Jarmila Najbrtová-Lorencová reçoit une haute décoration française
Une petite cérémonie a eu lieu ce lundi dans un vieil appartement de Prague. Plusieurs personnalités officielles et un cercle d’amis y ont assisté à la remise de la médaille de Commandeur de l'Ordre des Arts et des Lettres à Mme Jarmila Najbrtová-Lorencová, ancienne employée de la Bibliothèque française de Prague.
Mme Jarmila Najbrtová-Lorencová a travaillé à la Bibliothèque française de Prague dans les années soixante et soixante-dix, à deux époques qui se sont succédées mais qui ont été bien différentes l’une de l’autre : celle du Printemps de Prague qui a été pleine d’espoir, et celle de la "normalisation" qui a vu les espoirs s’effondrer après l’invasion des troupes soviétiques. Lors de la petite cérémonie de ce lundi, M. Lucien Chamard-Bois, à l’époque secrétaire du service culturel de l’Ambassade, a évoqué ces périodes dans la vie de Jarmila Najbrtová-Lorencová qui était beaucoup plus qu’une simple bibliothécaire:
«Comme je ne manquais pas de naïveté, je ne remarquais pas que vous saviez passer l’information utile à ceux qui, politiquement, se sentaient ou se savaient encore mal venus dans ce lieu. Les courageux qu’ils fussent enseignants, écrivains, traducteurs, étudiants ou simples lecteurs, recueillaient là des informations par le truchement des journaux, les périodiques interdits dans la rue et ailleurs, mais que complaisamment vous abandonniez à leur lecture. Vous saviez à qui prêter tel ou tel imprimé et quel bon usage en serait fait par la suite. C’était là votre tâche invisible mais essentielle. Après l’invasion de 1968, il y a eu des jours, je m’en souviens bien, où vous repreniez votre poste, la mine sombre, le visage fermé. Nous comprenions alors que vous aviez du subir une rencontre interrogatoire avec les autorités dont normalement vous ne releviez pas. Cependant vous continuiez à communiquer à des lecteurs sûrs les livres et les journaux qui, comme le monde, étaient interdits.»

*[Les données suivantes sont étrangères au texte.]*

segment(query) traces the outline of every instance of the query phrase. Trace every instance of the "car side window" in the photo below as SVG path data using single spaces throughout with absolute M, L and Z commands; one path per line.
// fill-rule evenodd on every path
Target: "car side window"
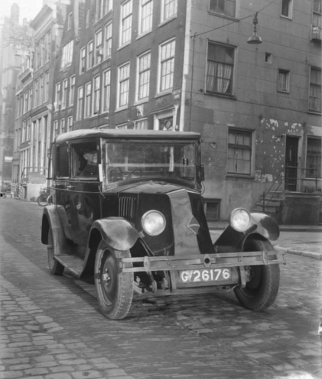
M 56 149 L 56 176 L 68 178 L 69 176 L 68 149 L 67 145 L 58 146 Z
M 96 143 L 74 143 L 71 148 L 73 177 L 97 179 L 99 150 Z

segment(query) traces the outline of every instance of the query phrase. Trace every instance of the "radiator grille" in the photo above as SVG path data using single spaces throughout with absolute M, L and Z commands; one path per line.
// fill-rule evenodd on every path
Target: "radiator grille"
M 136 207 L 136 200 L 134 197 L 124 196 L 119 199 L 119 215 L 132 223 L 135 221 Z

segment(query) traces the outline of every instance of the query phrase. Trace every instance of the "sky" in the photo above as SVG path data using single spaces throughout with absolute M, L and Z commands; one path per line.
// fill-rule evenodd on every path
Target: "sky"
M 19 22 L 21 24 L 25 18 L 29 21 L 35 17 L 42 8 L 43 0 L 0 0 L 0 24 L 5 17 L 10 16 L 11 6 L 14 3 L 19 7 Z

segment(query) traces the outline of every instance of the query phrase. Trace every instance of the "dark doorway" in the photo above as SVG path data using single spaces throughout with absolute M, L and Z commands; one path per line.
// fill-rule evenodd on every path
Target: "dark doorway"
M 298 138 L 286 136 L 285 146 L 285 189 L 296 191 Z

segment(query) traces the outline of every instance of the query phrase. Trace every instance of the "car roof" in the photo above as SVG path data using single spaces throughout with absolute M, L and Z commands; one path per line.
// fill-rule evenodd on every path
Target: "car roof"
M 63 133 L 58 135 L 56 143 L 80 138 L 92 137 L 111 138 L 119 139 L 131 138 L 137 139 L 198 139 L 200 134 L 195 132 L 168 131 L 151 129 L 79 129 Z

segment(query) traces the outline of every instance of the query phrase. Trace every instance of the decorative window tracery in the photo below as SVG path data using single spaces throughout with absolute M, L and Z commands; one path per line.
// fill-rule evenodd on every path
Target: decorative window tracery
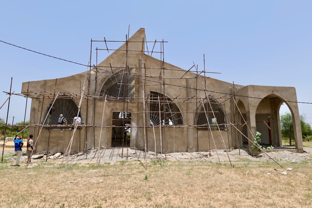
M 54 111 L 52 112 L 51 115 L 51 124 L 52 125 L 57 124 L 60 114 L 62 114 L 63 117 L 67 119 L 68 124 L 70 124 L 71 119 L 77 116 L 78 113 L 78 106 L 71 98 L 57 98 L 54 102 Z M 44 119 L 48 112 L 46 108 L 45 110 Z M 81 118 L 80 112 L 79 116 Z M 43 122 L 42 121 L 42 123 L 43 123 Z
M 169 98 L 161 93 L 151 91 L 146 96 L 147 97 L 148 96 L 149 97 L 147 105 L 149 110 L 149 122 L 151 126 L 159 125 L 161 122 L 162 125 L 183 124 L 183 119 L 180 110 Z
M 208 128 L 210 126 L 210 128 L 217 129 L 218 128 L 217 123 L 220 130 L 227 130 L 227 119 L 223 109 L 216 99 L 211 95 L 208 97 L 209 97 L 209 102 L 204 101 L 204 105 L 201 103 L 197 108 L 194 122 L 195 125 L 198 128 Z
M 107 95 L 111 99 L 123 99 L 124 95 L 128 99 L 134 98 L 135 78 L 131 75 L 134 69 L 116 69 L 108 77 L 107 75 L 109 72 L 100 73 L 90 84 L 90 92 L 98 96 Z

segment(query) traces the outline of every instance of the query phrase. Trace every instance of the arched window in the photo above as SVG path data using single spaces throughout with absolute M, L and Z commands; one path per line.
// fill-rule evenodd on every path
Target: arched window
M 49 107 L 50 106 L 49 106 Z M 70 124 L 71 119 L 77 116 L 78 113 L 78 106 L 71 98 L 57 98 L 54 102 L 54 111 L 51 115 L 51 124 L 57 125 L 60 114 L 63 114 L 63 117 L 67 119 L 68 123 Z M 46 118 L 48 111 L 46 109 L 46 113 L 43 119 Z M 81 118 L 79 112 L 79 116 Z M 81 118 L 81 119 L 82 119 Z M 42 121 L 43 123 L 43 121 Z
M 170 99 L 161 93 L 151 91 L 150 94 L 146 95 L 147 97 L 148 96 L 149 98 L 147 104 L 149 109 L 149 122 L 151 126 L 159 125 L 161 122 L 161 125 L 183 124 L 183 119 L 180 110 L 175 104 L 172 103 Z
M 134 77 L 131 74 L 134 69 L 116 69 L 113 72 L 100 73 L 90 84 L 90 92 L 98 96 L 107 95 L 110 99 L 117 97 L 122 99 L 124 95 L 125 98 L 134 98 Z M 108 74 L 111 73 L 110 76 L 106 78 Z
M 195 125 L 197 128 L 207 128 L 209 124 L 211 128 L 216 129 L 218 128 L 217 123 L 220 130 L 227 130 L 226 117 L 222 107 L 215 98 L 211 95 L 208 97 L 210 97 L 209 102 L 204 100 L 204 105 L 201 103 L 197 108 L 194 122 Z

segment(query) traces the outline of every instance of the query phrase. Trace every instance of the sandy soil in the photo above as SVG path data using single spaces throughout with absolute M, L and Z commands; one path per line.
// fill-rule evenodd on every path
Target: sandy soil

Pour Mme Najbrtová-Lorencová la décoration qui vient de lui être remise raffermit encore les attaches qui la lient avec la France:
«Je me sens encore beaucoup plus liée avec la France et sa culture, particulièrement avec la littérature française qui était la nourriture terrestre de ma jeunesse. J’ai eu la chance de travailler dans la Bibliothèque française ouverte en 1967et il faut dire que la bibliothèque et la salle de lecture sont devenues une île de liberté dans notre vie sombre de l’époque. La salle de lettres était toujours pleine et les lecteurs étaient très contents. Nos amis français, Roselyne Chenu et Roger et Irène Errera, venaient souvent à la bibliothèque, avec des livres, des médicaments et une matérielle qu’on pouvait distribuer aux personnes persécutées. Cette face cachée de la Bibliothèque a fonctionné malgré la police et la surveillance qui était assez grave. Maintenant c’est du passé, tout cela, ce sont les neiges d’antan, mais pour l’époque c’était une grande aide et un grand secours apportés aux Tchèques.»
Aujourd’hui, malgré l’âge et la maladie, Mme Jarmila reste ouverte au monde et ne perd pas l’esprit et l’humour. C’est avec émotion qu’elle a entendu ces paroles prononcées par Lucien Chamard-Bois:
«Chère Jarmila, votre fidèle attachement à la culture française et la peine que vous avez prise dans la défense de cette culture française au milieu des difficultés quotidiennes et les tracasseries policières dont je fus l’un des témoins, méritaient reconnaissance et hommage de la part de la France. (…) Cette année le ministère de la Culture et de la Communication en la personne de Mme Christine Albanel vous nomme Commandeur des Arts et des Lettres qui est le plus haut grade dans cet ordre. Je suis heureux et fier que vous m’ayez demandé de vous remettre cette cravate ce que je fais avec beaucoup d’émotion au souvenir d’un temps dont vous n’avez jamais douté qu’il s’ouvrirait sur un avenir plus lumineux…»
Nous aurons encore occasion de reparler sur les ondes de Radio Prague de la vie de Jarmila Najbrtová-Lorencová et nous évoqueront aussi les années soixante et soixante-dix à la Bibliothèque française avec Lucien Chamard-Bois.